There is another underlying issue in how Jenkins talks to PM2 services for node and now the PM2 service is managing the underlying API app. PM2 has always been inconsistent on the memory space and what runs where depending on how it is invoked. Vanilla PM2 commands in a Jenkins deployment script (configuration) run in one memory space (jenkins user most likely) , running the same command from yarn… yarn pm2 start for example… runs in a different memory space. Running the commands from the SSH login as Ubuntu runs in yet another memory space (ubuntu user most likely) and sudo pm2 addresses another workspace (likely root ; also the sudo pm2 delete all command probably didn’t do a damn thing). Finally sudo yarn start eventually runs the pm2 command in yet another workspace. WHERE the yarn commands are attaching PM2 … it should be in the global /var/lib pm2 workspace but that does not seem to be consistent.

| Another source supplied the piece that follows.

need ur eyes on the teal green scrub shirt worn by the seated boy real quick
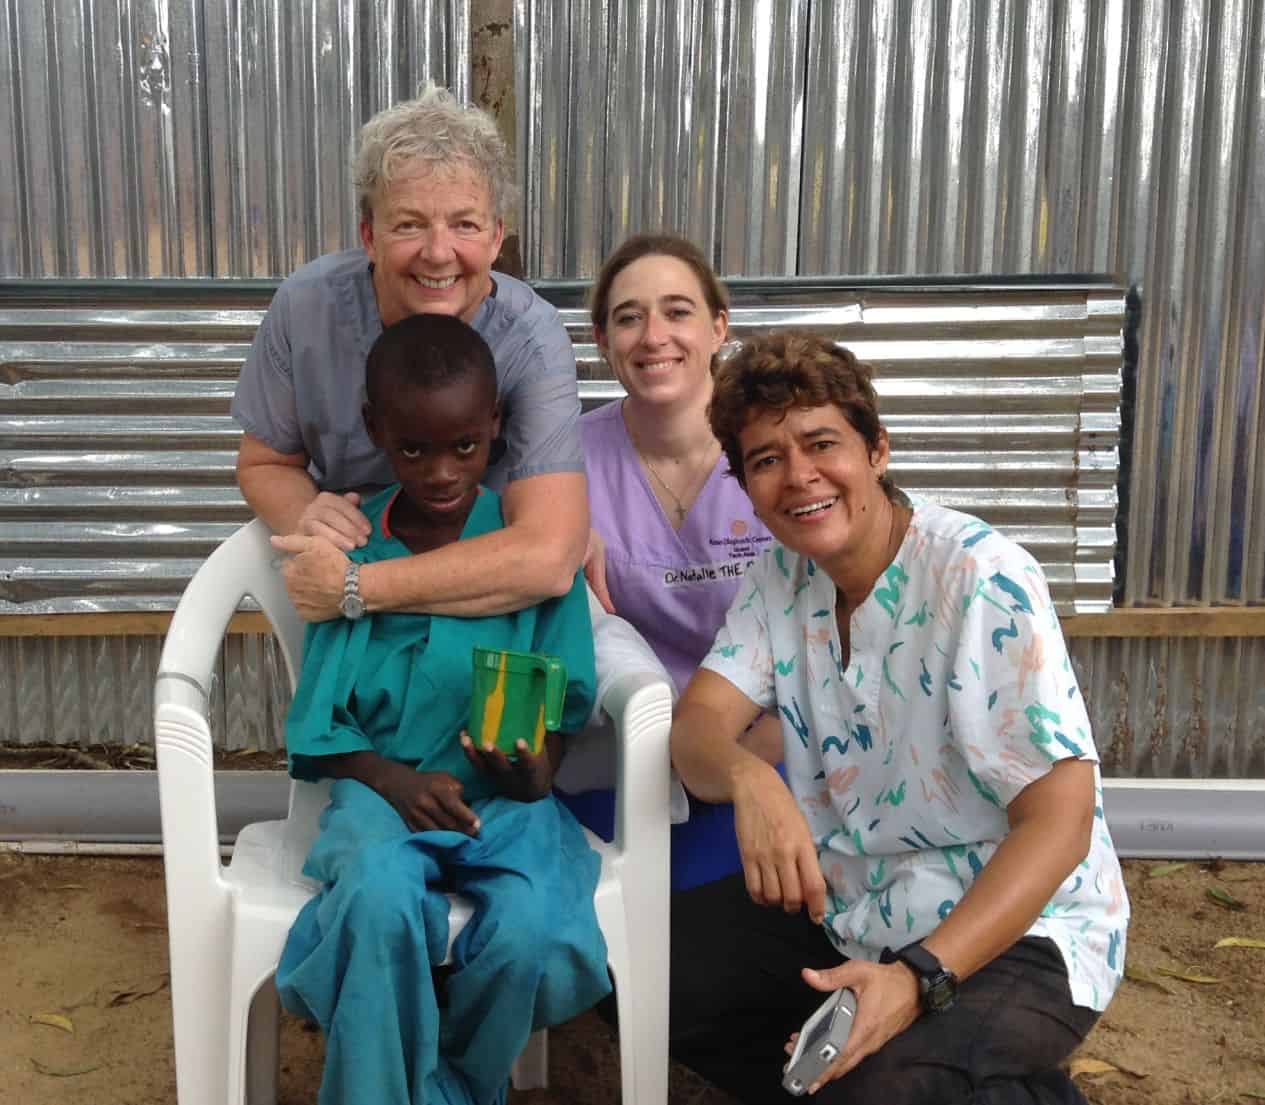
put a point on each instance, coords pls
(400, 685)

Fixing the PM2 Environment

This may help if we stay on the EC2 instances, but it is a deep complex problem due to the myriad of options on how to configure and run PM2. It has been OK up to now but is not the most robust solution as we can see from the problems getting the app restarted today.

We likely need a node +PM2 expert or need to do a lot more homework internally, but there is likely a better solution…

Move API service to Amplify

Amplify will manage CDN distribution and basic scalability under load for JavaScript/Node apps such as our API server.

The problem up until the 1.69 build was that our API service requires environment variables to point the code to the right database server with security credentials attached (you don’t want that in code). While we do have .env files on EC2 servers, Amplify does not support that. Instead you must configure the Amplify environment outside the “disk storage” (.env file manually created on our EC2 API servers). Amplify uses AWS console configuration settings on the Amplify instances to set/configure per-deployment environment variables.

Unfortunately our app requires a dozen variables and FOUR happened to be named with a standard AWS_<something> tag for the AWS S3 connections. Turns out Amplify reserves AWS_environment variables to do some “special AWS Amplify magic”. So these had to be renamed in the API codebase (they are now named THE_AWS_<something>) in preparation for making it possible to put the API servers up on Amplify.

Now that the code is ready (since OB 1.69) we can explore putting the API server on Amplify and dropping PM2 from the services list.

July 2022 Update

A test was done with the new environment variables in place in the OmniBlocks® API app to support Amplify. Amplify was configured to use the new variables and the app was spun up on a dedicated Amplify API node.

Amplify is essentially a CI/CD builder service that constructs static web hosting packages served through a CDN backed by the S3 service. This design works well for traditional static websites with basic HTML + CSS + JavaScript. The front-end OmniBlocks® application is a perfect candidate as users access the app from a static URL with dynamic routes build within the React application, a setup known as a “single page application” (SPA).

The API server, however, needs to answer multiple routes. In order to do this properly with the firewalls and access controls put in place via the Amplify AWS stack, you need helpers to route traffic. Turns out there is a subsystem of services that need to be configured to work with the REST API for our back end server. This uses AWS Lambda and requires some changes to our backend code to support a slightly different version of the current traffic router built into our application. The Server Express module needs to be added to our API code and setup to work with Lambda before we can put the API server on an auto-scaling service like Amplify.